Oct 17, 2007 – 08:30 by Ryan

Proximity is everything. If you’re a media technology startup and you’re looking for investment, NYC is the place to be.

The same logic holds true for social platform applications. From a technical standpoint, the anatomy of a Facebook platform request is:

  1. User makes a web request to Facebook
  2. Facebook inspects the request and then issues a proxy request to your servers
  3. Your application processes the request and sends the response back to the Facebook servers
  4. The Facebook servers process your response and displays the page to the user
  5. The user interacts with your application and the cycle is repeated

OK, now that we have the two second web service tutorial out of the way we can discuss the importance to social application service providers.

If your application servers are located in New York and the Facebook servers are located in California you’re adding additional latency to your page load times.

If we were cruising along perfectly at the speed of light we would see an additional 13 milliseconds of latency for each packet coming and going.
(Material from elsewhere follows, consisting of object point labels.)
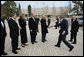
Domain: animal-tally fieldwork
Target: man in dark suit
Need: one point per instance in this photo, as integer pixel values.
(3, 35)
(63, 32)
(74, 30)
(49, 21)
(57, 21)
(33, 28)
(14, 33)
(37, 22)
(44, 28)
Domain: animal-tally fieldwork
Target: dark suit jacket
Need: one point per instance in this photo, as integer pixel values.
(3, 30)
(63, 26)
(37, 21)
(44, 26)
(49, 22)
(33, 26)
(14, 29)
(74, 26)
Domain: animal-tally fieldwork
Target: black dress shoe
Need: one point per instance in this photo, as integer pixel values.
(15, 52)
(57, 46)
(46, 40)
(36, 42)
(70, 40)
(18, 48)
(43, 41)
(73, 43)
(32, 43)
(71, 49)
(3, 53)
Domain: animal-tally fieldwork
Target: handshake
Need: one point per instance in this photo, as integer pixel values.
(50, 26)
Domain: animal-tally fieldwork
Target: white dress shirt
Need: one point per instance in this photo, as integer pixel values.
(2, 24)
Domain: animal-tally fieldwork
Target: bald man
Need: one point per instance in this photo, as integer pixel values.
(74, 30)
(33, 28)
(44, 29)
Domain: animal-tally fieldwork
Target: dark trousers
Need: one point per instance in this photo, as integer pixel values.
(63, 38)
(43, 37)
(33, 37)
(73, 36)
(14, 42)
(2, 44)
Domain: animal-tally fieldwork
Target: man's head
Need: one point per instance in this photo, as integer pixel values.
(13, 16)
(22, 16)
(43, 17)
(74, 18)
(61, 17)
(34, 15)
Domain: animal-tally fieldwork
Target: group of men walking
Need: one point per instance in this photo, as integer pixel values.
(33, 27)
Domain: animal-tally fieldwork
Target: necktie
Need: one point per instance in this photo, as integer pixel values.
(2, 24)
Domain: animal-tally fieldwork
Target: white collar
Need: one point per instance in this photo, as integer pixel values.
(12, 18)
(61, 19)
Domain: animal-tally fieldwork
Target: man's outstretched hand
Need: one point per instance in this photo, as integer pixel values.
(50, 26)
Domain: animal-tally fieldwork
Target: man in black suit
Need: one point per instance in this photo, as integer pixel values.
(37, 22)
(33, 28)
(3, 35)
(63, 32)
(49, 21)
(57, 21)
(14, 33)
(74, 30)
(44, 28)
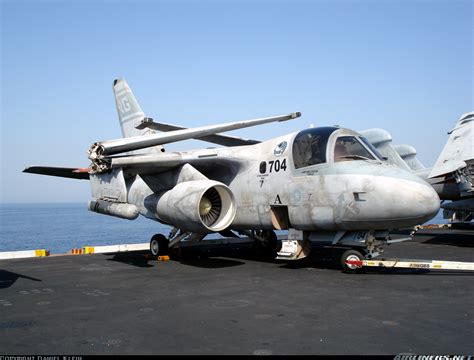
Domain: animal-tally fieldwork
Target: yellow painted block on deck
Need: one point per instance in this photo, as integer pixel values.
(88, 250)
(40, 253)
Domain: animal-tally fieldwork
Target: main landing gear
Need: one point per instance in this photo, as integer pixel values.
(159, 245)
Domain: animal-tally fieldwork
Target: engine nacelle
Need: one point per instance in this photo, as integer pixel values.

Round trip that would be about 26 milliseconds per packet. In reality, when moving on the same ISP backbone (Level 3) we see roughly 35 milliseconds latency per packet or ~70 milliseconds round trip.

Our basic testing indicates that our applications which are hosted on servers in NYC have about a 200 millisecond network tax per page. This isn’t terrible but the geographic distance and network diversity also increases the likelihood of a dropped packet, which would kill your page load time. If you’re not concerned about slow page loads in your Facebook application, you should be. Facebook will timeout the request from their servers to yours if you take too long. The result is an ugly error page.

How is this problem solved?

Social Platforms need to be geographically distributed. Facebook has enlisted the help of Akamai but that doesn’t solve the problem that all their proxy requests are coming from the same location (California).

Google should be well positioned because they already have a massively distributed system. Something only the Googlers know is if their system is capable of handling the frequent social application changes? A basic way of looking at this is to ask how long it will take for the changes in my profile to be seen by users around the world.

How is this problem solved (today)?

Move your servers to California and make sure they’re sitting in a Level 3 data center. You’ll be in close proximity to LinkedIn, Facebook, hi5 and MySpace.

If you work in marketing at Level 3 you can make the check payable to Deft Labs Inc.